Ebenso sollen die Kooperationen mit den westlichen Balkanstaaten ausgebaut werden, die bislang die zentralen Transitländer auf der Fluchtroute von Griechenland Richtung Ungarn sind. Die Staaten sollen von der EU dabei unterstützt werden, ihre Grenzen zu kontrollieren und funktionierende Asylsysteme einzurichten. Die Verantwortung für den Flüchtlingsschutz soll, geht es nach der EU, so weit wie irgend möglich auf Drittstaaten abgewälzt werden.
Resettlement und Hilfe für Flüchtlinge in den Erstaufnahmestaaten
Nach Gesprächen mit dem UN-Hochkommissariat für Flüchtlinge (UNHCR) und der Internationalen Organisation für Migration (IOM), hat sich der EU-Rat geeinigt, die freiwillige Aufnahme von Flüchtlingen („Resettlement“) weiterzuentwickeln. Konkrete Zahlen, wie viele Flüchtlinge die EU-Staaten im Rahmen des vom UNHCR organisierten Resettlement aufzunehmen bereit sind, wurden nicht genannt. Dies lässt befürchten, dass die bislang eher geringe Zahl an Resettlement-Plätzen in der EU nicht substantiell ausgebaut wird. Zuletzt hatten sich die EU-Staaten zur Aufnahme von rund 20.000 Flüchtlingen aus der Krisenregion im Nahen Osten bereit erklärt – gemessen an der Zahl der Mitgliedstaaten sowie an der Zahl der Flüchtlinge, die in den Erstaufnahmestaaten ausharren, ein mehr als bescheidenes Ergebnis.
Sowohl die EU als auch die Mitgliedstaaten haben zugesagt, ihre Hilfen für die Flüchtlinge aufzustocken, die in vom UNHCR betriebenen Flüchtlingslagern im Irak, in Jordanien, Libanon und der Türkei festsitzen. Angesichts der dramatischen Notlage von Schutzsuchenden in den Erstaufnahmestaaten ist die Erhöhung der Hilfen dringend geboten.

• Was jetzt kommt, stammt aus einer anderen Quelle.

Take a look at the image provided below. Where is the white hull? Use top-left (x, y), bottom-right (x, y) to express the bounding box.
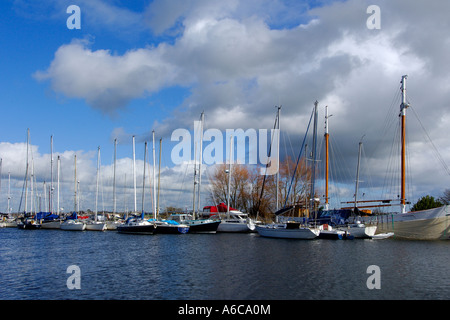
top-left (106, 221), bottom-right (123, 230)
top-left (338, 224), bottom-right (377, 239)
top-left (256, 224), bottom-right (320, 240)
top-left (217, 219), bottom-right (255, 232)
top-left (41, 220), bottom-right (61, 229)
top-left (3, 220), bottom-right (17, 228)
top-left (86, 221), bottom-right (106, 231)
top-left (377, 205), bottom-right (450, 240)
top-left (61, 220), bottom-right (86, 231)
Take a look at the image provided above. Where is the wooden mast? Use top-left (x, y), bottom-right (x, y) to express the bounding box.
top-left (400, 75), bottom-right (408, 213)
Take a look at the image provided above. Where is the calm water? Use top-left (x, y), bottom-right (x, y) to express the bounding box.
top-left (0, 228), bottom-right (450, 300)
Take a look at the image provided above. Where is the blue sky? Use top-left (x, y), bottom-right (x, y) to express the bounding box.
top-left (0, 0), bottom-right (450, 214)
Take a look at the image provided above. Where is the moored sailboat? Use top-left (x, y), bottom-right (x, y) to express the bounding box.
top-left (60, 155), bottom-right (86, 231)
top-left (354, 75), bottom-right (450, 240)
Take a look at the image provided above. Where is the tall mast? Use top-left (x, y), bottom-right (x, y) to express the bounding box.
top-left (156, 138), bottom-right (162, 215)
top-left (56, 156), bottom-right (61, 216)
top-left (142, 141), bottom-right (147, 214)
top-left (49, 136), bottom-right (53, 213)
top-left (192, 141), bottom-right (197, 220)
top-left (325, 106), bottom-right (330, 210)
top-left (400, 75), bottom-right (408, 213)
top-left (152, 130), bottom-right (156, 220)
top-left (133, 136), bottom-right (137, 213)
top-left (25, 128), bottom-right (30, 214)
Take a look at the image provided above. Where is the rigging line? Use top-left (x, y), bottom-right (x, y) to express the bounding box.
top-left (256, 108), bottom-right (280, 212)
top-left (370, 89), bottom-right (401, 158)
top-left (409, 105), bottom-right (450, 175)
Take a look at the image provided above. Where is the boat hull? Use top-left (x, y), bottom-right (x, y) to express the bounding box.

Die Hilfszusagen für die Erstaufnahmestaaten sind indes meist an die Erwartung verknüpft, damit verhindern zu können, dass Flüchtlinge aus diesen Staaten weiter nach Europa fliehen. Angesichts der Tatsache, dass die Betroffenen größtenteils mittlerweile seit Jahren in Flüchtlingscamps ausharren, die meisten von ihnen die Hoffnung auf eine baldiges Ende des Bürgerkrieg in Syrien aufgegeben haben und sie in den Erstaufnahmestaaten keine Perspektive haben, sich ein neues eigenständiges Leben aufzubauen, dürfte diese Erwartung enttäuscht werden. Ginge es tatsächlich um eine Entlastung der Nachbarländer Syriens und eine tatsächliche Schutzperspektive für die Betroffenen, wäre in erster Linie die Bereitschaft zur Aufnahme von Flüchtlingen gefragt.
Keine Lösung in Sicht
„Wir müssen die Grenzen innerhalb der EU offen halten, aber gleichzeitig brauchen wir mehr gemeinsame Bemühungen, unsere Außengrenzen abzusichern“, heißt es im Statement der EU-Kommission zum Abschluss des EU-Ratstreffens. Längst sollte auch auf EU-Ebene angekommen sein: Die Abriegelung der Außengrenze verhindert nicht, dass Flüchtlinge Schutz in Europa suchen, sondern führt zu einer Verlagerung der Fluchtrouten. In der Regel werden sie länger und gefährlicher. Es ist indes nicht zu erwarten, dass die forcierte Abschottungspolitik den Konflikt zwischen den EU-Staaten um die Verteilung von Asylsuchenden entschärft. Ebenso wenig ist eine strukturelle Lösung des Konflikts in Sicht: „Dublin wird in Kraft bleiben“, heißt es auf der Pressekonferenz des EU-Rates. Die Schlagbäume an den innereuropäischen Grenzen dürften daher erstmal unten bleiben.